SLAUGHTER — Strappado (review)

SLAUGHTER — Strappado album cover Album · 1987 · Thrash Metal Buy this album from MMA partners
3.5/5 ·
voila_la_scorie
To think that a Canadian band had a hand in shaping death metal. Canadian bands rarely prove to be influential in much. It's not because the music isn't good. It's just that Canadian bands tend to get noticed by a few people who really appreciate what they hear and ignored by most other people. But my compatriots have made a mark here and there with Rush and Anvil probably being the most influential in shaping metal. Voivod are just Voivod: unique and inimitable.

Slaughter, originally called Slaughterhouse, are not to be confused with the glam metal band Slaughter. These Canucks were on a mission which was to play really noisy, aggressive music that combined influences from Hellhammer/Celtic Frost, Slayer, Venom, and Wendy Williams and the Plasmatics. They admit to not starting out as very good musicians and didn't entertain any lofty goals of becoming famous. Music was for enjoyment and sharing, meant to be heard. They often handed out cassettes at their shows and were all for the free trading of music. They also threw baby doll heads at their shows and blew their noses on the audience. In two interviews I read last night, I learned that they were also close friends with fellow Torontonian thrashers Sacrifice and got on well with the guys in Razor. One claim to fame they have is that Chuck Schuldiner (yes, THE Chuck Schuldiner!) played guitar in the band for a short time in 1986.

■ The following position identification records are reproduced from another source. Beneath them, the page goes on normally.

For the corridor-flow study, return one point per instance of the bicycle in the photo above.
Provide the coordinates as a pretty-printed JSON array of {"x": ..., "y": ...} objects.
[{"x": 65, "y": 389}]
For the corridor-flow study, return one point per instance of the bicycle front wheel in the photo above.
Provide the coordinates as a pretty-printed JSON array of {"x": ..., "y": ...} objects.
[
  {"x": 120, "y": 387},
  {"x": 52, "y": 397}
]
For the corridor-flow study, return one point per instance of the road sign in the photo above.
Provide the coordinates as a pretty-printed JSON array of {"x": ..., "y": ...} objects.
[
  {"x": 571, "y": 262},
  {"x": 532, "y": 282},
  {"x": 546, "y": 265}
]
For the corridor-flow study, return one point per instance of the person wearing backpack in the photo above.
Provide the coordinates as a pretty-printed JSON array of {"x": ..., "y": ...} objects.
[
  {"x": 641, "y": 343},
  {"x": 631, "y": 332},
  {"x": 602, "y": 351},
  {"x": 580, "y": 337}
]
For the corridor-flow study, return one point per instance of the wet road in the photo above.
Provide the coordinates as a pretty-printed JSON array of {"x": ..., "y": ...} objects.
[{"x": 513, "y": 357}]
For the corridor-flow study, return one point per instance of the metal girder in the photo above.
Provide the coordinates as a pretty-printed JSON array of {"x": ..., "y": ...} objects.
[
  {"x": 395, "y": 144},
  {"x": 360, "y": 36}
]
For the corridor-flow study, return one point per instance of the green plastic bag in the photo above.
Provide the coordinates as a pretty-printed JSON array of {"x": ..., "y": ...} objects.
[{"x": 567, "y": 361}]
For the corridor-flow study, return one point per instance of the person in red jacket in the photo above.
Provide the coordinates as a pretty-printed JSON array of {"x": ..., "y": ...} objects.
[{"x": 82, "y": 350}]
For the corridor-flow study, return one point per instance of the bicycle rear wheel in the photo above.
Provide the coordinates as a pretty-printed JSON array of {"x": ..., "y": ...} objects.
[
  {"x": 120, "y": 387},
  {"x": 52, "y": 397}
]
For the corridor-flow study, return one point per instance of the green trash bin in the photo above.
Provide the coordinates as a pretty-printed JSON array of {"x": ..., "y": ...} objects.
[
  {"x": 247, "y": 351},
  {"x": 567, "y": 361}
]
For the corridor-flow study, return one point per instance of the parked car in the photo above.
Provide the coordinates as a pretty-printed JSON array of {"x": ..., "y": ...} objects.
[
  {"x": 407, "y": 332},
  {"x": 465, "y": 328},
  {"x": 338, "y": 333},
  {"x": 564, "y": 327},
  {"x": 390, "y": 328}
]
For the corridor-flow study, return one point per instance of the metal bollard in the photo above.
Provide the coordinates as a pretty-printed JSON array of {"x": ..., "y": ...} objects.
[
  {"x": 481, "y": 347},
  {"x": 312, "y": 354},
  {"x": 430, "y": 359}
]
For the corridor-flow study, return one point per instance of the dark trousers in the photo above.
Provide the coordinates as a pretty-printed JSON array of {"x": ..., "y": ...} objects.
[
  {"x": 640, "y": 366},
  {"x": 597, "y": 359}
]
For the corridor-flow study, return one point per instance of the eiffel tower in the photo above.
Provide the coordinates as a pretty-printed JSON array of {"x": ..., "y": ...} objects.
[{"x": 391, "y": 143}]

"Strappado" was recorded in 1986 and finally released in 1987. The CD reissue I picked up includes the entire album plus additional bonus tracks of unedited album material and outtakes. The sound quality of the album proper is as you might expect for an extreme metal band without big money backing their recording: it is pretty brutish and unclean, but that also suits the music very well. Really very well! The intent behind the music is exactly what the members admit to: that they were making extreme aggressive noise. The guitars are as dirty and ungraceful as a dung-smeared troll armory being tested as Gargantua's chainsaw teeth; the bass is in the mix somewhere; and the drums conjure up every image of a Goblin metal foundry whose machine press is in dire need of re-calibration. At one point, the drum mixing is so over-the-top that instead of sounding like solid snare hits with spaces in between, the spaces seem to be filled with the sound of compressed air swelling up like the rebound wave that comes up after you punch a waterbed.

The bonus tracks are even muddier but honestly don't sound any worse than some early death metal eps, and I'm of the impression that the bonus tracks are on par with early material by Dismember or Entombed. The vocals are suitably gruff and motorcycle gang member growly. Forget the blowing noses as you'd have been as likely to be showered in phlegm and spittle at one of Slaughter's shows.

A lot of Canadian bands have a certain unique charm about them. The members of Rush are nice and funny guys writing intelligent music; Helix has that night-of-the-hockey-game party rock sound; Anvil, the hardworking under-rated metal flag bearers. Slaughter was just about brashness, brutishness, and unclassy violent noise. And having fun doing it! Why did they quit so soon? The music industry tried to take all the fun out. And according to the interviews I read, they are not likely to come back either. Then again, those were old interviews.

Is this good "music"? I don't think so. The riffs are simple and almost cliche, the drumming way in the lack of interesting fills, the songs with every shred of melody hacksawed off. Does it achieve its goal? Oh, yeah! As an old high school friend of mine once said about some of my musical preferences, "This makes as much noise as an explosion with a back beat".